The rise of crowdfunding

According to, in a Crowdfunding Industry Report created by Massolution, in 2012 alone over $2.7 billion was raised through sites like GoFundMe, GiveForward, and YouCaring. This fund raising frenzy is called crowdfunding, and in 2013 that number jumped to a whopping $5.1 billion. That, my friend, is a lot of chocolate bars! But what exactly is this crowdfunding, and how does it work?

It’s pretty simple actually. In just a few short minutes anyone with a computer, smartphone, or tablet can create an account on one of these sites, then post a link on social media (or anywhere else for that matter) asking “the crowd” (us) to make donations to their cause. It’s a great way to reach a lot of people at once, especially in a situation to help a family in need with a medical, funeral, or emergency type of expense.

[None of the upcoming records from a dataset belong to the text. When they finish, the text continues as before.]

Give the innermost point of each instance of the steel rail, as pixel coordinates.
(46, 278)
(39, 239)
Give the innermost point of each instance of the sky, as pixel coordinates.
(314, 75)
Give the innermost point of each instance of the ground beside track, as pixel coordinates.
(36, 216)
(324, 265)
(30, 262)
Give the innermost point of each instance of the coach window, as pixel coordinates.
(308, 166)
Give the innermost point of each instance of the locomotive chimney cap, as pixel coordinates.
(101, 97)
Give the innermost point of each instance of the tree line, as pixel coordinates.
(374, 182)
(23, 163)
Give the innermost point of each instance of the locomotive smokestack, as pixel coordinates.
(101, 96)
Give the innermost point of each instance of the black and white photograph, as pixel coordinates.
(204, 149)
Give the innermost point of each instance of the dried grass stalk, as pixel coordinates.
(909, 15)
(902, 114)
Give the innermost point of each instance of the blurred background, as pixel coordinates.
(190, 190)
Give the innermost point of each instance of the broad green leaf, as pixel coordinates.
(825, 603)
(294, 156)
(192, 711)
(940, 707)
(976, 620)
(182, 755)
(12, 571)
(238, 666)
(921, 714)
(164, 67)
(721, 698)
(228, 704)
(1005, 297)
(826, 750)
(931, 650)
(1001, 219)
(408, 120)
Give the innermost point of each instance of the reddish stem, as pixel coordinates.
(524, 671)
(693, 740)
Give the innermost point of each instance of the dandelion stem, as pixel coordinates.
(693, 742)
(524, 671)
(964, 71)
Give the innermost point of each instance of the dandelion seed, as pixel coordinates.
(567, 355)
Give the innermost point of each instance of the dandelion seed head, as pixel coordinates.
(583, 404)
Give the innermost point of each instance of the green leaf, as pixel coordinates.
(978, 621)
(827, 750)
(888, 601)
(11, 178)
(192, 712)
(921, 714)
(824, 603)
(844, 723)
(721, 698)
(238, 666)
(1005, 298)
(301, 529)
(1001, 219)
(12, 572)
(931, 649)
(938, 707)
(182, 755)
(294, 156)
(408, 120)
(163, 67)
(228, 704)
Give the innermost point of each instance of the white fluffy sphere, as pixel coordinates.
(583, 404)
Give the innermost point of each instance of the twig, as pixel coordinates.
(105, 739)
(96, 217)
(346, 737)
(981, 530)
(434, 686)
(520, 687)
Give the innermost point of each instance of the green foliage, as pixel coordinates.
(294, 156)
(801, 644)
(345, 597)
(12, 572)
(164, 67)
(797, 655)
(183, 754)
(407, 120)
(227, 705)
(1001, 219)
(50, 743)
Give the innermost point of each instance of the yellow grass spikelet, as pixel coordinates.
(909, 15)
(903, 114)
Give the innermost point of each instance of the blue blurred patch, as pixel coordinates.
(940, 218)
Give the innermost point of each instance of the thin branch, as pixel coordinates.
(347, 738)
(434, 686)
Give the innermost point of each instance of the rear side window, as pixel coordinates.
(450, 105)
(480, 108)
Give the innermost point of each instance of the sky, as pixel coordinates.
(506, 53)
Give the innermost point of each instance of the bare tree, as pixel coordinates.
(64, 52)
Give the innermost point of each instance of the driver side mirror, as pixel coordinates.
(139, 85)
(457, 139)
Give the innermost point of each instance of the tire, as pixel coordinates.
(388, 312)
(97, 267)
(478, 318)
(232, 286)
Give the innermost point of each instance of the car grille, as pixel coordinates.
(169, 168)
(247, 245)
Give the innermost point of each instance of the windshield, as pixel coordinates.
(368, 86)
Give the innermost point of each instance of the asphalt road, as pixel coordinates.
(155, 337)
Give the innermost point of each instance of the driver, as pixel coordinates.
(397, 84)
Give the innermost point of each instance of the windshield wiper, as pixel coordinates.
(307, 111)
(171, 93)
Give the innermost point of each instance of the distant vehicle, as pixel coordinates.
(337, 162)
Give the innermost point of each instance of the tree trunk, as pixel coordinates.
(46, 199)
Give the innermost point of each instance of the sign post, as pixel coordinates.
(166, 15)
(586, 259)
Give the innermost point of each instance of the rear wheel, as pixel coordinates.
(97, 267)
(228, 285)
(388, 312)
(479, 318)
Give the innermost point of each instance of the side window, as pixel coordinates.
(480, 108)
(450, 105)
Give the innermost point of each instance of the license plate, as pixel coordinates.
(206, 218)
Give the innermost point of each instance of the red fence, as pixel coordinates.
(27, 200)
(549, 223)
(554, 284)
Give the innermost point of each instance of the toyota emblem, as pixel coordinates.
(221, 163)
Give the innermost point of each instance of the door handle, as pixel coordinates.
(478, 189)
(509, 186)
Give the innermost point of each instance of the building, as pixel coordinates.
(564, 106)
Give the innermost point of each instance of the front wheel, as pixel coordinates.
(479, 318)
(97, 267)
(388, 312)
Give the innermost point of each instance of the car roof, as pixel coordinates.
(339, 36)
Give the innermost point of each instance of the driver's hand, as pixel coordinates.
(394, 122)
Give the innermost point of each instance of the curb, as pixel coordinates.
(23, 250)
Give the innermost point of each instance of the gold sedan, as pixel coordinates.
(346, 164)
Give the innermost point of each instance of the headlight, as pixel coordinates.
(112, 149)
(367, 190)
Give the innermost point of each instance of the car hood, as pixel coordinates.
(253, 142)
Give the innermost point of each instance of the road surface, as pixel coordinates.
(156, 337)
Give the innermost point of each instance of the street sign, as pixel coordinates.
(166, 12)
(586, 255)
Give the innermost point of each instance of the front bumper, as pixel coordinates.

However, since these types of programs are fairly new, the rules on how to handle the taxes are still a bit vague. Do you have to claim the funds as income, or does it fall under the IRS annual gift tax exclusion? GoFundMe's website, for example, states that “while this is no means a guarantee, most donations on GoFundMe are simply considered to be 'personal gifts' which are not taxed as income in the US”. They follow up with suggesting you consult with a tax specialist.

Is the money considered income or a gift?

This is where it gets tricky… If you ask two tax professionals, one will say it falls under income, while the other will say it’s clearly a gift (as long as is does not fall under any form of a doing business definition). There is nothing that clearly states in writing how to handle this type of phenomenon. It’s too new. It can be interpreted differently by different people. Is it black and blue or gold and white? So what do you do?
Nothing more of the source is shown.